“家里几口人?”
“三……三口。这是娃他娘,”
汉子指了指身旁低着头的妇人,“这是……这是娃,叫……叫定国。李定国。”
坐在桌后的学员没什么反应,唰唰写下。
倒是旁边站着维持秩序的一个合成营老兵,听到“李定国”
三个字,似乎觉得有点特别,抬起眼皮,瞥了一眼那汉子身后。
那小男孩瘦得厉害,细胳膊细腿,顶着个大脑袋,活像根育不良的豆芽菜,
脸上脏兮兮的,只有一双眼睛显得格外大,正怯生生地躲在父亲腿后,
偷偷打量着眼前这些穿着奇怪衣服、拿着奇怪棍子的人。
老兵的目光在他脸上停留了不到一秒,又漠然地移开了,仿佛只是随意一扫。
“行了,按个手印,或者画个圈。”
学员把登记册往前推了推,指着名字旁边,
“按完去那边,一家领三个竹筹,凭竹筹去粥棚打粥。等候安排,别乱跑。”
“哎,哎,谢官爷,谢官爷!”
李四忙不迭地应着,哆嗦着伸出黑乎乎的手指,在红泥盒里蘸了蘸,在册子上自己名字旁按了个歪歪扭扭的指印。
妇人也在学员指导下画了个圈。
领了三根小小的、刻着编号的竹片,一家人如蒙大赦,赶紧朝着米香飘来的粥棚方向小步挪去。

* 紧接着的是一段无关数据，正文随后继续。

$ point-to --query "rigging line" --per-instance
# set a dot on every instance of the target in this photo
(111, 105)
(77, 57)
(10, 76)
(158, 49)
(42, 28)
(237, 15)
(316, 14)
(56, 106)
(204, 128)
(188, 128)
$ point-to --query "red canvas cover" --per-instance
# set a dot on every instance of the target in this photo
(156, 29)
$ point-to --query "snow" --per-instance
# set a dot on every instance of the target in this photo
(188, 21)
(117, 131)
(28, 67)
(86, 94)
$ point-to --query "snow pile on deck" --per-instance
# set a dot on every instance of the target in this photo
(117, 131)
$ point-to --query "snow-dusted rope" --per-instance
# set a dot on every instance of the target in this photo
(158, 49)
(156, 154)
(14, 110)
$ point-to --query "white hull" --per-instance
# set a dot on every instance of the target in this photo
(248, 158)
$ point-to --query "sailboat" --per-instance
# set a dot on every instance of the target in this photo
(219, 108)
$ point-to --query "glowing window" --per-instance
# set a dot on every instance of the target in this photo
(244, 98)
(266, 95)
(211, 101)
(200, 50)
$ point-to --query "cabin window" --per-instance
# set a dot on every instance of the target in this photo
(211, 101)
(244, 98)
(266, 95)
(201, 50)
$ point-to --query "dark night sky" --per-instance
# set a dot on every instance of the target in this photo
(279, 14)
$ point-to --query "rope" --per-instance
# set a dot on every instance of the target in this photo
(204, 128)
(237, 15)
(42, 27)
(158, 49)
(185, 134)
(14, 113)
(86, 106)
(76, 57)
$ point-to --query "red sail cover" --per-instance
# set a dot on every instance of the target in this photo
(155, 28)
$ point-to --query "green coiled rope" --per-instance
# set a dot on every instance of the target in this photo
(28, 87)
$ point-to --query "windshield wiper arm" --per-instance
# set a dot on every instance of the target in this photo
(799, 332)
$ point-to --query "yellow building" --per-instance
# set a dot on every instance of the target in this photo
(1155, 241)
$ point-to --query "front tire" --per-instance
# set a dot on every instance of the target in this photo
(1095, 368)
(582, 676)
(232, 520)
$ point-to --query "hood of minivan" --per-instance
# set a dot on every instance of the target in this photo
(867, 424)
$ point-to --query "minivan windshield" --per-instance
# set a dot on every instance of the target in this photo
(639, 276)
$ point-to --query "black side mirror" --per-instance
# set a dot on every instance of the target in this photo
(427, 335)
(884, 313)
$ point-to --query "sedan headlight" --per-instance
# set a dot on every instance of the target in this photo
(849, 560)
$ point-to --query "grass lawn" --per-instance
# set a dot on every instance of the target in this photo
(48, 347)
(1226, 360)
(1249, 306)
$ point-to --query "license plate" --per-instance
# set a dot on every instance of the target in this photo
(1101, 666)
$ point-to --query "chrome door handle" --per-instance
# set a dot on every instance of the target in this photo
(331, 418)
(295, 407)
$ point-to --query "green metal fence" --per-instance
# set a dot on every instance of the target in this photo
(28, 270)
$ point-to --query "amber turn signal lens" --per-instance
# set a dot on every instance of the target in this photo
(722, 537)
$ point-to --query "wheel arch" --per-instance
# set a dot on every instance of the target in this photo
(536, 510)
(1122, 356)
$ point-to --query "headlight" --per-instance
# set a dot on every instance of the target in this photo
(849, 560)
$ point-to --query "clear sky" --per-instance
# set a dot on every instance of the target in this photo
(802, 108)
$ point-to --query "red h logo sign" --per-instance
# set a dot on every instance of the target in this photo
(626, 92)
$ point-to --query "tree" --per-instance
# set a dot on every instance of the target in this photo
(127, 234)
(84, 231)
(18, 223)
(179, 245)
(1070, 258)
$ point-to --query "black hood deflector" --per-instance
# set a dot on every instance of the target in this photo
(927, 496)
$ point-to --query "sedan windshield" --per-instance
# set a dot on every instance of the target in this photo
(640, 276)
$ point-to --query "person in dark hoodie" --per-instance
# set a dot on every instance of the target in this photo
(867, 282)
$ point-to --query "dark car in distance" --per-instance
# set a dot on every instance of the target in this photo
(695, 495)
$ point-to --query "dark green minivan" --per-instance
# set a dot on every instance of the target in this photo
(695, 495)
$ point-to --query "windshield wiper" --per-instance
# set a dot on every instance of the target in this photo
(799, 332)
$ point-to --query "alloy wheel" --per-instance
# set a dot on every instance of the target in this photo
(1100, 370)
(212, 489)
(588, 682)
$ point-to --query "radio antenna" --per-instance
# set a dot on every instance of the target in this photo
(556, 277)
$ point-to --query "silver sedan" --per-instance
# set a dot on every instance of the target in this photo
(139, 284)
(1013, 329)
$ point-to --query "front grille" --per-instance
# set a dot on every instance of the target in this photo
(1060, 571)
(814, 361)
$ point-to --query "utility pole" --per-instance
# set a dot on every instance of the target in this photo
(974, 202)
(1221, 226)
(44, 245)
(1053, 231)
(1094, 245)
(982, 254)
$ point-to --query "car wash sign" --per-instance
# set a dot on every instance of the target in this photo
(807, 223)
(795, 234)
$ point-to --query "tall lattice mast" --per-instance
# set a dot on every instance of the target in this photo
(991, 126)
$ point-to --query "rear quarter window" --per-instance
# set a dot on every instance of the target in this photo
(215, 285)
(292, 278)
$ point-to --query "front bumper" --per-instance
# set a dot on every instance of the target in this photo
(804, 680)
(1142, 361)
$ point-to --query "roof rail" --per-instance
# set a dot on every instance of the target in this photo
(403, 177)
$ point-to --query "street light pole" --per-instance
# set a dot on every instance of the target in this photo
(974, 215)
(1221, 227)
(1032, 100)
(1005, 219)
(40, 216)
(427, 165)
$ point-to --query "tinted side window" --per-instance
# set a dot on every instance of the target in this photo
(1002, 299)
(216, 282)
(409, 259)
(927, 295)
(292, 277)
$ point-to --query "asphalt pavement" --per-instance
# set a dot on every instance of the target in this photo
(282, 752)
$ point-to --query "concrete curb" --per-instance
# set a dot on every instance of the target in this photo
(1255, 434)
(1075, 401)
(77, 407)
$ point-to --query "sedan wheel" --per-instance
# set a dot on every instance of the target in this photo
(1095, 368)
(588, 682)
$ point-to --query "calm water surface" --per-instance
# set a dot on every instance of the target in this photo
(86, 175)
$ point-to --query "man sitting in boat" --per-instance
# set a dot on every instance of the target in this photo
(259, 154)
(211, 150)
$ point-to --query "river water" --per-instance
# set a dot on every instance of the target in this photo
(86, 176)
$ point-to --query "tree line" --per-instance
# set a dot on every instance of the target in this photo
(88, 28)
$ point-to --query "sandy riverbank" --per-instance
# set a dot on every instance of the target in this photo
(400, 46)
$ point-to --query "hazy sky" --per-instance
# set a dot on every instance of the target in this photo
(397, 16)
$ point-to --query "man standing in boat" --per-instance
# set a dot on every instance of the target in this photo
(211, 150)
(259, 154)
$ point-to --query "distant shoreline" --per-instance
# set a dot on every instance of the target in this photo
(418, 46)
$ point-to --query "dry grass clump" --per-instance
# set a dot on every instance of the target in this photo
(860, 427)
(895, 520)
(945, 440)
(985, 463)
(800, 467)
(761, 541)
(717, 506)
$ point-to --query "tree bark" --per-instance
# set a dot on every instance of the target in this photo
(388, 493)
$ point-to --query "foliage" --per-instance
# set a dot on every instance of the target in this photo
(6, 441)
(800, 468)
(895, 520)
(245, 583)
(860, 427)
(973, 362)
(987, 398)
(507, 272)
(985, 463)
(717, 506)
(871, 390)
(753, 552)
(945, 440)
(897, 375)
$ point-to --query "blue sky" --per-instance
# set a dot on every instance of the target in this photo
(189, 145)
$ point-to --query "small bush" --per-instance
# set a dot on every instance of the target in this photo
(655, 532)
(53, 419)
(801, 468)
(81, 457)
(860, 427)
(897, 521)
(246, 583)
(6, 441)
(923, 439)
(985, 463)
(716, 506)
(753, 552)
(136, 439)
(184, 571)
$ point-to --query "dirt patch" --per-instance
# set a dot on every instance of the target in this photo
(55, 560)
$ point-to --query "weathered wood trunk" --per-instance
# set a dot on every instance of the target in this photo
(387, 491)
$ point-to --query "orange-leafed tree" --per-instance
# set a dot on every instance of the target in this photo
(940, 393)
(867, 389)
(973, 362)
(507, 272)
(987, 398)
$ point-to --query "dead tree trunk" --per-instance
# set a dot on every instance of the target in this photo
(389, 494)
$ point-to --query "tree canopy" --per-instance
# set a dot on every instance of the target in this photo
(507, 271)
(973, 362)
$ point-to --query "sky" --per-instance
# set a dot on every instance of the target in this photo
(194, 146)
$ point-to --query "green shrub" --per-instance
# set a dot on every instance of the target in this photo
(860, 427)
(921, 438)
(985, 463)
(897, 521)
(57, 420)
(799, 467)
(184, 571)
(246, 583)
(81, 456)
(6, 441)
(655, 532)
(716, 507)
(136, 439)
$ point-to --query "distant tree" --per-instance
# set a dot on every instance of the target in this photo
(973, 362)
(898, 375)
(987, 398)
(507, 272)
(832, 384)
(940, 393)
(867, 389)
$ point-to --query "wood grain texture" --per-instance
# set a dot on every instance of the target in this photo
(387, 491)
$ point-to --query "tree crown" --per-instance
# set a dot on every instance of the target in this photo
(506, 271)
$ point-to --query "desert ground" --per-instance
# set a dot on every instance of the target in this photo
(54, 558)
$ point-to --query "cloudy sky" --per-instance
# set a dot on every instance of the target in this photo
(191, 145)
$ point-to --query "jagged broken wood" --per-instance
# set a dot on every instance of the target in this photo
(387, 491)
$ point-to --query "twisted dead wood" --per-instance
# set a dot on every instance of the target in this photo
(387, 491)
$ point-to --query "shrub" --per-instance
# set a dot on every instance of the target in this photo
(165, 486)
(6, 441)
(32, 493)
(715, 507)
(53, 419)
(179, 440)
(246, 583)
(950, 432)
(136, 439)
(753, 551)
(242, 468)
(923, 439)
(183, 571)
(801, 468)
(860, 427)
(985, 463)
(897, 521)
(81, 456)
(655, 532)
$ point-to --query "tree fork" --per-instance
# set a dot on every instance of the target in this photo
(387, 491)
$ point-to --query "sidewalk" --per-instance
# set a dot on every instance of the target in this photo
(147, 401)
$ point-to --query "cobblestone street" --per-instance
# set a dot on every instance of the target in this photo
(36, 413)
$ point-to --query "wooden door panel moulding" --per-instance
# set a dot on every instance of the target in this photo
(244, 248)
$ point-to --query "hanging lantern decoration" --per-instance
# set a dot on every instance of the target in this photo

他们刚离开,旁边另一张登记桌前,也传来学员清晰的询问和百姓低声的回答。
“姓名?”
“艾……艾能奇。杏子堡的。”
“家里几口?”
“四口,我,我娘,我弟,还有我小妹……”
几乎同时,隔壁桌也有声音:
“刘文秀,葫芦峪的。家里五口人……”
登记工作机械而快地进行着。
一张张或麻木、或惶恐、或带着一丝希冀的面孔在桌前停留,
又拿着代表暂时活命希望的竹筹离开,汇入领取粥食和寻找临时歇脚处的人流。
学员们低着头,运笔如飞,将一个个名字、村庄、人口数字记录在册。
那些名字,普通得如同这黄土高原上的沙砾,李四、王五、赵六……
夹杂着偶尔一两个听起来稍显不同的,如艾能奇、刘文秀,也很快被淹没在信息的洪流中,并未引起太多特别的注意。
对他们而言,这只是一天中成百上千次重复记录中的几次。
对这些拖家带口前来、只为求一条生路的百姓而言,这登记和那碗热粥,才是眼前最实在的东西。
至于那些名字背后可能潜藏的、于历史尘埃中或明或暗的未来轨迹,此刻无人知晓,也无人关心。
生存,是这片土地上压倒一切的主题。